Claus’s lawyer Alan M Dershowitz wrote a book on the case, Reversal of Fortune: Inside the von Bülowlow (New York, Random House 1986 and London, Penguin Books 1991).

Televised accounts

The 1990 film The Mystery Von Bulow was based on Dershowitz’s books on the case, with Glenn Close as Sunny and Jeremy Irons as Claus von Bülow, a work in which he was awarded Best Actor in the Academy Awards. Bill Kurtis narrated an episode of the American Justice series titled “Von Bulow: A Wealth of Evidence” (Von Bulow: wealth of evidence).
The television series American Biography produced and aired a documentary episode entitled “Claus von Bulow: A Reasonable Doubt” (Claus von Bulow: A reasonable doubt), with Claus Von Bulow interviews and Alan Dershowitz.
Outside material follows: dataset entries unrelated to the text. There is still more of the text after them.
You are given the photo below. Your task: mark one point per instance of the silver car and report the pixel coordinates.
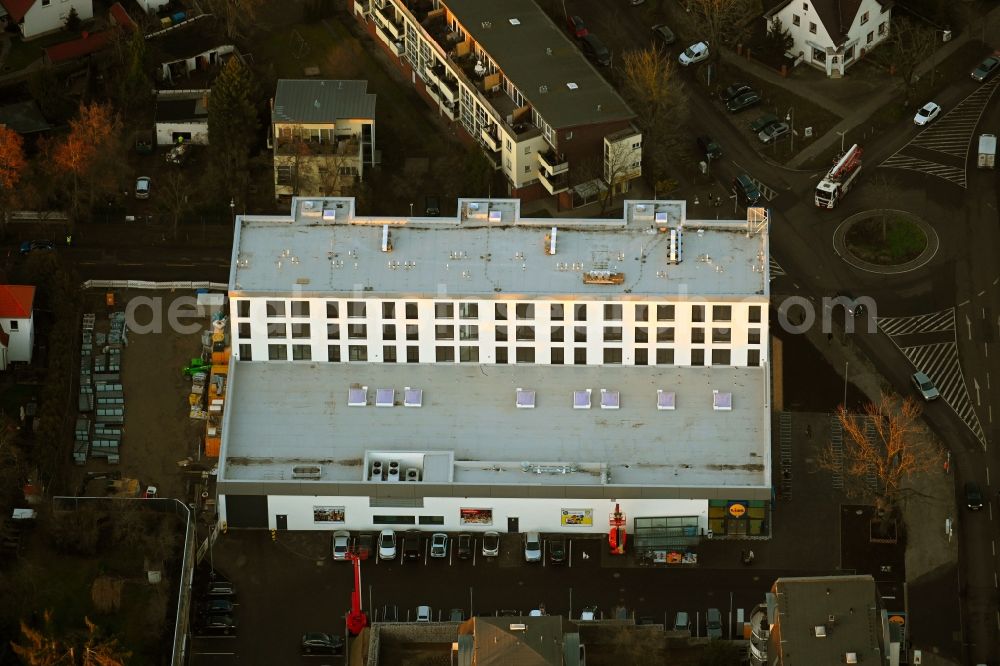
(925, 386)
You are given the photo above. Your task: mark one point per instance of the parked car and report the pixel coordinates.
(576, 26)
(595, 49)
(411, 545)
(142, 187)
(439, 545)
(732, 91)
(926, 387)
(773, 132)
(464, 548)
(927, 113)
(387, 545)
(745, 190)
(709, 147)
(532, 547)
(986, 69)
(557, 551)
(663, 34)
(341, 544)
(491, 544)
(743, 101)
(694, 53)
(320, 643)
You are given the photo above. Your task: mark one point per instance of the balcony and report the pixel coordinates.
(554, 184)
(553, 164)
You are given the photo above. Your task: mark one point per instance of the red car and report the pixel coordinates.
(576, 26)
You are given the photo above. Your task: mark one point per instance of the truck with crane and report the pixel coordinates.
(837, 182)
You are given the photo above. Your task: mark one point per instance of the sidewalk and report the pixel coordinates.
(853, 99)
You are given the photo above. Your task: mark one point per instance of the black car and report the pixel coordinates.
(557, 551)
(464, 548)
(320, 643)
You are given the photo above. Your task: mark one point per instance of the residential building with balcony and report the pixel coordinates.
(824, 620)
(516, 85)
(491, 371)
(322, 135)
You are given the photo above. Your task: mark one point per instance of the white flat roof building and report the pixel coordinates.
(394, 370)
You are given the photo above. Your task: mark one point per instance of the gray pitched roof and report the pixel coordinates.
(321, 101)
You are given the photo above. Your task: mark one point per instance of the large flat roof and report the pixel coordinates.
(488, 250)
(280, 415)
(538, 56)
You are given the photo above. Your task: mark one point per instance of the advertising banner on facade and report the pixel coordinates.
(475, 516)
(581, 517)
(328, 514)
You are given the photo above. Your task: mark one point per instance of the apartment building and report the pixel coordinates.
(322, 135)
(514, 83)
(490, 371)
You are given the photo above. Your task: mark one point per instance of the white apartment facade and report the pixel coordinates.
(454, 349)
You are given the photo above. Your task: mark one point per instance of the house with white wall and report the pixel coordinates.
(39, 17)
(832, 35)
(17, 324)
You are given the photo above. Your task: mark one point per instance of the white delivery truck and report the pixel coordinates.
(987, 151)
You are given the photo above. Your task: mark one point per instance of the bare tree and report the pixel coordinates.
(883, 446)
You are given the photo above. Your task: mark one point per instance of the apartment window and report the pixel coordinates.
(697, 357)
(664, 333)
(722, 313)
(723, 335)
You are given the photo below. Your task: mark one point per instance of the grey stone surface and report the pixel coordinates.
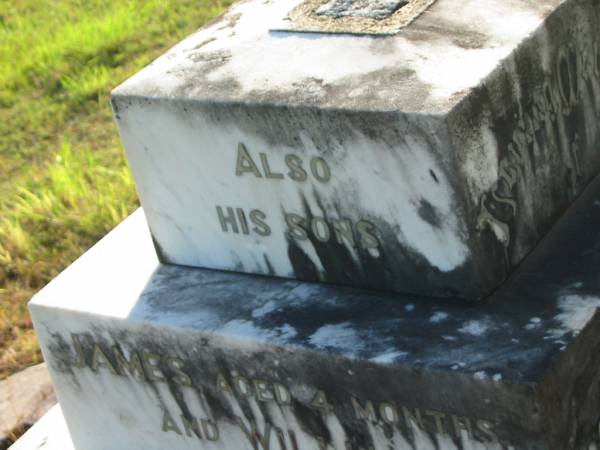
(361, 8)
(431, 162)
(171, 357)
(24, 398)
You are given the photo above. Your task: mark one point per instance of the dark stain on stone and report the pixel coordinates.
(160, 253)
(429, 214)
(434, 176)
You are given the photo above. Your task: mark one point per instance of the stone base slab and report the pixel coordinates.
(147, 356)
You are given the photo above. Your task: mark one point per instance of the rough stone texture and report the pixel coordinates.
(430, 162)
(49, 433)
(138, 350)
(24, 398)
(356, 17)
(362, 8)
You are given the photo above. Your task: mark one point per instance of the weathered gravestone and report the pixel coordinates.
(415, 146)
(429, 160)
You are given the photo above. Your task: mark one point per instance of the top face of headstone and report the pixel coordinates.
(431, 160)
(374, 17)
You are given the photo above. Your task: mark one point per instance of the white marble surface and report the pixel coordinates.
(272, 340)
(395, 163)
(49, 433)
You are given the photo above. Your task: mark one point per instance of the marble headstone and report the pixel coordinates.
(409, 146)
(147, 356)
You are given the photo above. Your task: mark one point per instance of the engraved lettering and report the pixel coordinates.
(413, 419)
(151, 362)
(227, 220)
(267, 170)
(343, 231)
(364, 412)
(191, 426)
(487, 428)
(388, 413)
(320, 229)
(319, 401)
(282, 395)
(257, 439)
(280, 438)
(438, 417)
(257, 217)
(263, 393)
(296, 226)
(169, 424)
(211, 430)
(245, 163)
(293, 440)
(242, 220)
(242, 385)
(297, 172)
(223, 385)
(320, 169)
(462, 424)
(100, 359)
(179, 377)
(131, 366)
(366, 232)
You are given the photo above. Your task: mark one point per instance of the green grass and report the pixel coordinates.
(64, 182)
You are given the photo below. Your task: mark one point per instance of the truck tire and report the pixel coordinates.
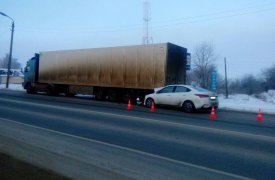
(149, 102)
(113, 96)
(51, 90)
(99, 95)
(29, 89)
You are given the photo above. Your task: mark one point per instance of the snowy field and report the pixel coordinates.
(239, 102)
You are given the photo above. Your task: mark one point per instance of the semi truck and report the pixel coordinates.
(113, 73)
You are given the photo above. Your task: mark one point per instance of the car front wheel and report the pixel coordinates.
(188, 106)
This story was also shown on truTV on the Dominick Dunne’s Power, Privilege, and Justice show in the episode entitled “The Von Blow Affair.”

References

  1. Back to top↑ “Martha ‘Sunny’ von Bulow, at 76; heiress fell into coma 28 years ago.” Boston Globe . 7 December 2008.
  2. ↑ Jump to:a b “Obituary.” The Scotsman . 7 December 2008.
  3. ↑ Jump to:a b c d Nemy, Enid (December 6, 2008). “Sunny von Bülow, 76, Focus of Drama Society, Dies .” The New York Times .
  4. Back to top↑ Gribben, Mark. «The Claus von Bulow Case» . Crimelibrary.com. P. 4. Archived from the original on November 25, 2015 . Retrieved on December 7, 2008 .
  5. Back to top↑ Gribben, Mark. «The Claus von Bulow Case» . Crimelibrary.com. P. 5. Archived from the original on November 25, 2015 . Retrieved on December 7, 2008 .
  6. Back to top↑ Dobnk, Verena (December 6, 2008). ‘Sunny von Bulow dead after 28 years in coma’ . The Star . Retrieved on December 7, 2008 .
  7. Back to top↑ Gribben, Mark. «The Claus von Bulow Case» . Crimelibrary.com. P. 6. Archived from the original on November 25, 2015 . Retrieved on December 7, 2008 .
  8. Back to top↑ Gribben, Mark. «The Claus von Bulow Case» . Crimelibrary.com. P. 26. Archived from the original on November 25, 2015 . Retrieved on December 7, 2008 .
  9. Back to top↑ Cramer, Jim (2005). Jim Cramer’s real money: sane investing in an insane world . Simon and Schuster . P. 27. ISBN  9780743224895 .
  10. Back to top↑ Friendly, Jonathan (May 17, 1985). «Insulin Probably Caused Comas, Doctor Asserts In Von Bulow Trial» . New York Times . Retrieved on December 7, 2008 .
  11. ↑ Jump to:a b Gribben, Mark. «The Claus von Bulow Case» . Crimelibrary.com. Archived from the original on November 25, 2015 . Retrieved on December 7, 2008 .
  12. Back to top↑ «Annie Laurie Aitken» . New York Times. May 5, 1984 . Retrieved on December 7, 2008 .
  13. ↑ Jump to:a b Hevesi, Dennis (December 24, 1987). «Von Bulow Says He Will Drop Claim to Money» . New York Times . Retrieved on December 7, 2008 .
  14. Back to top↑ Dunne, Dominick . “Sunny Memories.” Vanity Fair . January 30, 2009.